Jiwa adalah sesuatu zat yang yang kekal abadi, apabila jiwa tersebut meninggalkan kematian, dan telah mengikuti ajaran-ajaran atau suruhan-suruhan Veda mengenai upacara maka jiwa tersebut akan menuju sorga walaupun tidak tahu sama sekali.
          Filsafat Mimamsa juga memberikan argumentasi yang bebas seperti halnya filsafat Jaina, dimana jiwa itu kekal abadi, dan filsafat ini menolak pandangan matrealis pada diri manusia.
Tetapi filsafat ini tidak membicarakan tentang kesadaran yang merupakan hal yang akiki dari jiwa. Sebab kesadaran itu akan tumbuh hanya dengan adanya kesatuan antara atman, tubuh dan obyek ilmu pengetahuan yang terdiri dari lima indra dan manas. Kebebasan jiwa tanpa badan, tidak mempunyai kesadaran untuk melakukan perbuatan, inilah yang terpenting dari filsafat Mimamsa. Jiwa yang terdapat dalam tubuh berbeda dengan ilmu pengetahuan (pramana).
Oleh Maharsi Prabhakara beliau mengatakan adanya lima sumber pramana (Pengetahuan) antara lain :
1.    Pratyaksa         : Pengamatan langsung
2.    Anumana         : menarik kesimpulan
3.    Upamana         : mengadakan perbandingan
4.    Sabda              : pembuktian (kesaksian kitab suci atau orang bijak)
5.    Arthapatti        : penyimpulan dari keadaan

Dan oleh Kumarila ditambahkan dengan :
6.    An-upalabdhi atau abhava-pratyaksa : yaitu pengamatan ketidakadaan.

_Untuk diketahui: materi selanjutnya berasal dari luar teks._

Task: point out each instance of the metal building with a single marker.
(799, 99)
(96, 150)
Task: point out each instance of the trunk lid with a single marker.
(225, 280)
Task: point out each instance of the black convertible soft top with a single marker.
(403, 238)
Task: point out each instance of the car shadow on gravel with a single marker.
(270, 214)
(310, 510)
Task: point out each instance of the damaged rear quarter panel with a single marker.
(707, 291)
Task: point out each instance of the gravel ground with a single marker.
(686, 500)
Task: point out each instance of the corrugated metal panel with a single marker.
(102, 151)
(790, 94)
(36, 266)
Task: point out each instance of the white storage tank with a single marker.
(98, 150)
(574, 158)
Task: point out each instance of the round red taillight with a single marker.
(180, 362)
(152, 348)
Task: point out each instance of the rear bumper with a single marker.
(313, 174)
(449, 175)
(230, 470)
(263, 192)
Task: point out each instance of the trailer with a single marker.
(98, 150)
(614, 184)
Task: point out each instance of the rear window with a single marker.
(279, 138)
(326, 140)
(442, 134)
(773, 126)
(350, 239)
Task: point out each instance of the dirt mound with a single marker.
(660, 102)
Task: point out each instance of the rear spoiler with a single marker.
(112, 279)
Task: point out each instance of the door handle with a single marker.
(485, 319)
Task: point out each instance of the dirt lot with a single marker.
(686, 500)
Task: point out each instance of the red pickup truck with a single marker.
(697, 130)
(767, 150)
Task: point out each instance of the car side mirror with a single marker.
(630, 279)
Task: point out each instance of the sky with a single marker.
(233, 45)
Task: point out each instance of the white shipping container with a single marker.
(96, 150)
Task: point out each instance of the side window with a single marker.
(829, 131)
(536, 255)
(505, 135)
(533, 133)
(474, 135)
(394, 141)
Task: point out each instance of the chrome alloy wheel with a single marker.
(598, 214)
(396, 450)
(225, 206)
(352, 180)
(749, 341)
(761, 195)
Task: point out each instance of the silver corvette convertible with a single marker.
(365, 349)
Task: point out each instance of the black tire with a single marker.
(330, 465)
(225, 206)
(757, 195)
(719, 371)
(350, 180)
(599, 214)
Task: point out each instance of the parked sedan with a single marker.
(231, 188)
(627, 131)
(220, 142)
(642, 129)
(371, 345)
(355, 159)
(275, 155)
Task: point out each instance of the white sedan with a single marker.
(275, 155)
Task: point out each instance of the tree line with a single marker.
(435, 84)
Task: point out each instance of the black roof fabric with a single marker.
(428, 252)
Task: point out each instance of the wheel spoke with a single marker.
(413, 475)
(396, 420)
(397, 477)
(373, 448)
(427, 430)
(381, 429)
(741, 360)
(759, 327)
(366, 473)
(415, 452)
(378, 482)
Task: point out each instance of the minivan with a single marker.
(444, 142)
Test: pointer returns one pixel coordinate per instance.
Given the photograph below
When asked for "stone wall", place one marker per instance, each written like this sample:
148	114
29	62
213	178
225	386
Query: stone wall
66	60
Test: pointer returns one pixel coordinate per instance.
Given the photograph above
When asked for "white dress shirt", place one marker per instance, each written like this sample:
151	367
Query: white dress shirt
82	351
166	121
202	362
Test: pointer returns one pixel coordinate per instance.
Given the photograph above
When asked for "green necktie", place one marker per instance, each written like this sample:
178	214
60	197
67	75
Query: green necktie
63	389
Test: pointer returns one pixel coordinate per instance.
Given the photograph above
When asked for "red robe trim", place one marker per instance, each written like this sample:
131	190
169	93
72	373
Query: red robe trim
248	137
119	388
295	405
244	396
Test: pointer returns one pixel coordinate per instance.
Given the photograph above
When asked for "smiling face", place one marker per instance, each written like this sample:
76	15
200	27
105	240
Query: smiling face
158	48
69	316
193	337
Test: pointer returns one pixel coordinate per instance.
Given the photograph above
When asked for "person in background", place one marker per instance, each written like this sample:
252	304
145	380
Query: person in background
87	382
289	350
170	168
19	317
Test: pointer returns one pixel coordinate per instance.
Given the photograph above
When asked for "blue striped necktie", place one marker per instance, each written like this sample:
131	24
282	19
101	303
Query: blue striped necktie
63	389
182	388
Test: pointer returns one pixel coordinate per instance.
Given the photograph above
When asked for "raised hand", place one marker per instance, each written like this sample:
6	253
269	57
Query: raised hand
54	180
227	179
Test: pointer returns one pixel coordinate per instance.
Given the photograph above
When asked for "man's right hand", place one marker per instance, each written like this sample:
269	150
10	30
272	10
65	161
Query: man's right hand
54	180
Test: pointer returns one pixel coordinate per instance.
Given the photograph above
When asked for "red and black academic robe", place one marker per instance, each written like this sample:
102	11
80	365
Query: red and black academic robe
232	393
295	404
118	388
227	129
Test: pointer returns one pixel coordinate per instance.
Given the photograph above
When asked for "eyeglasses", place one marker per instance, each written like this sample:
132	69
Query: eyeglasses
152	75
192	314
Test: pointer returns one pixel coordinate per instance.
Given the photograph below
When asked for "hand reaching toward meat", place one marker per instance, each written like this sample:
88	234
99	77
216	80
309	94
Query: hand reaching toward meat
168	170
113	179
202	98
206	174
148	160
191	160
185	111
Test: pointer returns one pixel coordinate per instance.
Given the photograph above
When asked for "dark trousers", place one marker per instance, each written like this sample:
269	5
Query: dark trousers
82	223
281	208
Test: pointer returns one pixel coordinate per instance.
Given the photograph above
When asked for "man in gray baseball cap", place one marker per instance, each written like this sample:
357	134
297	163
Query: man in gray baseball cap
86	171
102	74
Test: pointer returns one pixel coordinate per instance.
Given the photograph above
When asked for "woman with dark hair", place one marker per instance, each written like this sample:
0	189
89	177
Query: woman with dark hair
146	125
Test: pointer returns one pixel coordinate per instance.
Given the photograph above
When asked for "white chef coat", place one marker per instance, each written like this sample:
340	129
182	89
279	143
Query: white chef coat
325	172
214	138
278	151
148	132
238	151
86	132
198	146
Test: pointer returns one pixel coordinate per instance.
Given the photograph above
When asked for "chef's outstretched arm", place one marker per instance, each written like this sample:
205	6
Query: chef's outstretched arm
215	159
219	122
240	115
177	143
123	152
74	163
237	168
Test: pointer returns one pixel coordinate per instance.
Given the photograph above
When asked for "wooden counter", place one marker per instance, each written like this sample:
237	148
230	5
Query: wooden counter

          Satu sampai dengan nomor empat adalah sama dengan filsafat Nyaya hanya adanya sedikit tambahan terutama didalam Upamana dimana dalam filsafat Mimamsa diuraikan sebagai berikut : seorang melihat kera saat ia pergi kehutan, lutung dan pertimbangan.
          Dimana orang yang masuk hutan itu telah melihat kera untuk pertama kalinya, sehingga ia menyamakan bahwa kera tersebut sama dengan lutung, dimana ia memberikan kesimpulan dengan tidak melihat kenyataan inilah anumananya Mimamsa. Pengetahuan yang diperoleh dengan Arthapatti adalah perumpamaan yang kita tarik dari penjelasan yang bertentangan.
          Umpama bila kita melihat seseorang tidak pernah makan disiang hari akan tetapi badannya terus bertambah berat (gemuk) maka kita dapat menarik kesimpulan orang tersebut pasti makan diwaktu malam. Demikian pula manusia yang hidup dan tidak mempunyai rumah makan dapat kita menarik kesimpulan bahwa ia pasti ada dimana-mana.
Aliran lain dari filsafat Mimamsa yang diajarkan oleh Maha Rsi Kumarila Bhatta beliau menjelaskan mengenai pengamatan yang merupakan tambahan dari lima teori di atas yang disebut anupalabdi yang berarti tanpa pengamatan. Musna (1986:21)
          Pengamatan An-uplabdhi, yaitu pengamatan ketidak adaan obyek, jadi suatu cara pembuktian bahwa obyek yang dimaksudkan itu benar-benar tidak ada. Misalnya : pergilah dan lihat apakah ada seekor gajah dibangsal itu; kita pergi dan melihat bahwa memang benar tidak ada gajah sama sekali di sana, karena kita tidak melihat seekor gajahpun ada di sana. Kita dapat menarik kesimpulan bahwa di sana memang tidak ada gajah. Inilah yang disebut sebagai pengamatan An-upalabdhi.
          Pendit (2007:129) tujuan aliran Mimamsa ini adalah untuk membantu ritualisme, yang terpenting dengan dua jalan :
a)    Dengan jalan memberikan suatu metodologi interpretasi untuk membantu memahami rumusan-rumusan Veda yang rumit mengenai hal-hal ritual, diharmoniskan untuk mengikutinya tanpa kesukaran, dan
b)   Dengan jalan memberikan justifikasi filosofis tentang kepercayaan dimana ritualisme tergantung padanya. Dalam hal ini kita berkepentingan dengan aspeknya yang kedua yaitu aspek filsafat dari aliran Mimamsa.
Sutra karya Jaimini telah meletakkan dasar aliran Purwa Mimamsa ini. Sabarasvami telah menulis komentar utama atau bhasya atas karya ini. Secara etimologis perkataan Mimamsa berarti “pemecahan suatu problema dengan refleksi dan pemeriksaan yang kritis”. Karena pokok persoalannya berkisar pada karma atau ritual, maka Mimamsa juga kadang-kadang disebut Karma atau Dharma Mimamsa. Filsafat Mimamsa ini dapt diuraikan secara baik menurut pokok-pokok antara lain : Teori Pengetahuan, Metafisika dan Etika serta Teologi.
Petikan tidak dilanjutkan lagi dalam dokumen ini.